For many years seismic exploration for oil and gas has involved the use of a source of seismic energy and its reception by an array of seismic detectors, generally referred to as geophones. When used on land, the source of seismic energy can be a high explosive charge electrically detonated in a borehole located at a selected point on a terrain, or another energy source having capacity for delivering a series of impacts or mechanical vibrations to the earth's surface. Offshore, airgun sources and hydrophones are commonly used. The acoustic waves generated in the earth by these sources are transmitted back from strata boundaries and/or other discontinuities and reach the surface at varying intervals of time, depending on the distance traversed and the characteristics of the subsurface traversed. On land these returning waves are detected by the geophones, which finction to transduce such acoustic waves into representative electrical analog signals. In use an array of geophones is generally laid out along a line to form a series of observation stations within a desired locality, the source injects acoustic signals into the earth, and the detected signals are recorded for later processing using digital computers, where the analog data is generally quantized as digital sample points, e.g., one sample every two milliseconds, such that each sample point may be operated on individually. Accordingly, continuously recorded seismic field traces are reduced to vertical cross sections of the earth, which approximate subsurface structure. The geophone array is then moved along the line to a new position and the process repeated to provide a seismic survey. Seismic data processing techniques such as migration of reflections, which permit the geological structure of subsurface to be accurately determined, are well known to those skilled in the art.

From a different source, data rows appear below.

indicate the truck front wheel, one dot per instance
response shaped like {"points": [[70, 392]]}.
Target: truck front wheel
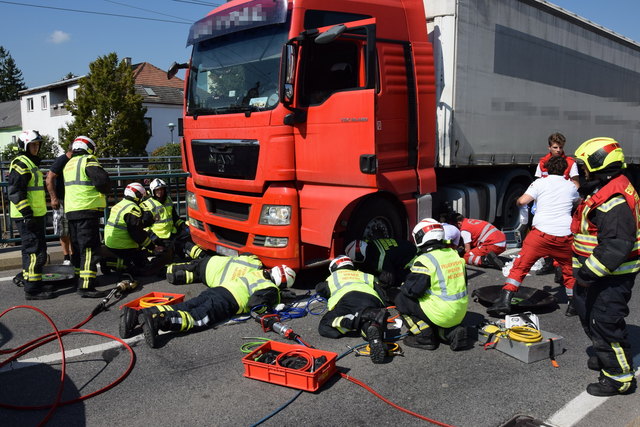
{"points": [[375, 219]]}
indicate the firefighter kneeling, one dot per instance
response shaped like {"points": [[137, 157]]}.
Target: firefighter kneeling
{"points": [[124, 233], [433, 300]]}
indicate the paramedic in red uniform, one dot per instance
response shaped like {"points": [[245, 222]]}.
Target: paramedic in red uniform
{"points": [[483, 242], [550, 236], [606, 262]]}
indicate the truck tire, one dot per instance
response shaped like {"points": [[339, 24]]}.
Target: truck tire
{"points": [[510, 211], [375, 219]]}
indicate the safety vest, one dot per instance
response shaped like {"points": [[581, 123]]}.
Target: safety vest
{"points": [[221, 269], [163, 225], [544, 172], [585, 237], [446, 300], [116, 235], [482, 232], [243, 287], [35, 189], [344, 281], [80, 194]]}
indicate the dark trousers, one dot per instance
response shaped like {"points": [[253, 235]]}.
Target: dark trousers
{"points": [[602, 308], [411, 307], [85, 240], [350, 304], [34, 253], [213, 305]]}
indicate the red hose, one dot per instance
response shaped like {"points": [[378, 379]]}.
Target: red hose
{"points": [[25, 348]]}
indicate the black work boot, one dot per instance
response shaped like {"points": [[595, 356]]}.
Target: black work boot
{"points": [[502, 306], [425, 340], [571, 309], [547, 267], [491, 260], [128, 322], [594, 363], [151, 323], [610, 387], [375, 336]]}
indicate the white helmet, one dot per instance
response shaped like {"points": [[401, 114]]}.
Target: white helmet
{"points": [[157, 183], [84, 143], [357, 250], [426, 230], [283, 275], [339, 262], [27, 137], [135, 190]]}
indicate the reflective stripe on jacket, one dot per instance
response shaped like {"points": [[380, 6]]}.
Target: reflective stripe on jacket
{"points": [[446, 300], [344, 281], [243, 287], [222, 268], [80, 194], [116, 235], [35, 189]]}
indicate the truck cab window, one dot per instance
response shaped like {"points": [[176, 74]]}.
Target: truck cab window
{"points": [[328, 69]]}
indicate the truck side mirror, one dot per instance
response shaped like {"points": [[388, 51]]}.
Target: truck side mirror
{"points": [[173, 69]]}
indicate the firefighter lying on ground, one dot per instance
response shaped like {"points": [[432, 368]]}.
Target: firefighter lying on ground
{"points": [[387, 259], [125, 235], [168, 229], [258, 288], [28, 208], [482, 241], [353, 306], [433, 300]]}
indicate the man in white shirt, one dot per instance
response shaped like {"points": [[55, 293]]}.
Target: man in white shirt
{"points": [[550, 236]]}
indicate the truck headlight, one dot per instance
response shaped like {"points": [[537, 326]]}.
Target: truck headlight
{"points": [[191, 200], [275, 215]]}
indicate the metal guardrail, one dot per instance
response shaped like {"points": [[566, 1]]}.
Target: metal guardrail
{"points": [[123, 171]]}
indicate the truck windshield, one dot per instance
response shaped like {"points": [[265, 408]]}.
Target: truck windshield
{"points": [[237, 72]]}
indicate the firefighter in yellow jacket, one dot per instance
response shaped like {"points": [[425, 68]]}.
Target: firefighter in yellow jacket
{"points": [[124, 233], [433, 299], [28, 208], [606, 261], [168, 229], [85, 183], [258, 288]]}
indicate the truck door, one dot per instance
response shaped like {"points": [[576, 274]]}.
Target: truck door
{"points": [[336, 87]]}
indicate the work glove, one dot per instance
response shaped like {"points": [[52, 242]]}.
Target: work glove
{"points": [[31, 224]]}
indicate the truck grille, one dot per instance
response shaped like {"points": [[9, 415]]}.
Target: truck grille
{"points": [[234, 210], [229, 236], [227, 158]]}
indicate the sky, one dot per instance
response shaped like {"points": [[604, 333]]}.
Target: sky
{"points": [[49, 39]]}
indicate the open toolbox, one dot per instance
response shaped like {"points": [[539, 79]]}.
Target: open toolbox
{"points": [[154, 298], [290, 365]]}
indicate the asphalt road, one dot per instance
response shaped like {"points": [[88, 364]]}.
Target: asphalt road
{"points": [[197, 379]]}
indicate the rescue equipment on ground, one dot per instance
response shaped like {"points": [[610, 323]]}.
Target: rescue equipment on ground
{"points": [[525, 299], [520, 336]]}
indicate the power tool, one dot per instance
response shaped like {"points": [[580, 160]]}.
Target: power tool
{"points": [[271, 322]]}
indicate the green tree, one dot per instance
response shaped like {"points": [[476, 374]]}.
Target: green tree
{"points": [[10, 77], [48, 150], [108, 110]]}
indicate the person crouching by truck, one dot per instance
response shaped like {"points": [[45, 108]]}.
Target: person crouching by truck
{"points": [[125, 235], [482, 241], [354, 306], [433, 299], [259, 288], [28, 208]]}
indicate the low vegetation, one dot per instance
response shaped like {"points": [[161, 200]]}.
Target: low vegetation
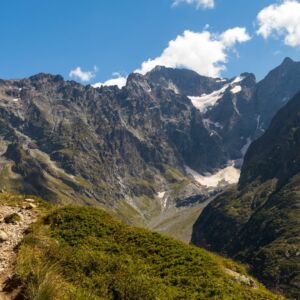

More recently, seismic surveys involve geophones and sources laid out in generally rectangular grids covering an area of interest so as to survey a large area, and enable construction of three dimensional (3D) views of reflector positions over wide areas. A major advantage of 3D technology is in allowing seismic data to be displayed in horizontal or "map" format. While faults are readily seen on vertical cross sections, many adjacent sections must be examined to determine the lateral extent of faulting. A horizon slice which illustrates a generally horizontal surface cut through the 3D seismic data volume can show the lateral extent of the fault as well as the stratigraphic features of horizons.
As explorationists seek new areas in which to find hydrocarbons, many of the new areas under exploration contain complex geological structures, and rapid analysis of seismic data for interpreting structure in these areas is a distinct advantage. Common subterranean structures that provide geologists with more detailed understanding of reservoirs include stratigraphic horizons and faults. As used herein, a horizon is a surface separating two different rock layers that is associated with a seismic reflector, and which reflector can be detected over a large area. A fault, which is likewise associated with a disruption or offset of seismic reflectors, is a displacement of rocks along a shear surface.
Stratigraphic interpretation identifying horizons and/or faults on a seismic section is accomplished by a technique known as "picking" where a common seismic trace attribute, such as trace amplitude, is selected for tracking across a vertical cross section or horizontal slice seismic record to track the reflector. Manual picking of seismic attributes for visualizing stratigraphic and fault information from seismic amplitude by drawing with colored pencil on paper or with a cursor on an interactive computer screen, as practiced in the past, can be complex, tedious and imprecise. And creating a consistent geological interpretation from large 3D seismic data volumes often requires separate, time-consuming interpretations of both faulting and stratigraphy. These interpretations must then be integrated into a single, final interpretation.
Automating the seismic attribute picking process has been pursued in the seismic industry for some time, however, no fully satisfactory automated method has been achieved. This is because no one scheme of numerical enhancements to the picking process is universally applicable to all seismic data, or even applicable within different sections of the same 3D data volume.
Accordingly, it is an object of this invention to more universally, consistently and accurately identify faults in seismic sections compared to current manual or semi-automated techniques.
A more specific object of this invention is to provide a method for automatic fault picking of up to 99% of seismically detectable faults in 3D seismic subvolumes.
Another object is to create a 3D fault plane data volume that facilitates fault analysis and accelerates by at least two fold a fault analysis using conventional picking methods.
Yet another object is to create a data volume that better displays faults in 3D animation and in rendered visualization on computer workstations.
Still another object is to provide a technique in which conventional seismic data is merged and displayed in combination with fault enhanced data.
Another object is to provide a method for which stratigraphically enhanced seismic data or geological property enhanced data is merged and displayed in combination with fault enhanced data.
Still another object is to automatically pick fault planes on multiple seismic lines so as to eliminate a major portion of the manual picking process.
A still more specific object is to detect faults having minimal offsets.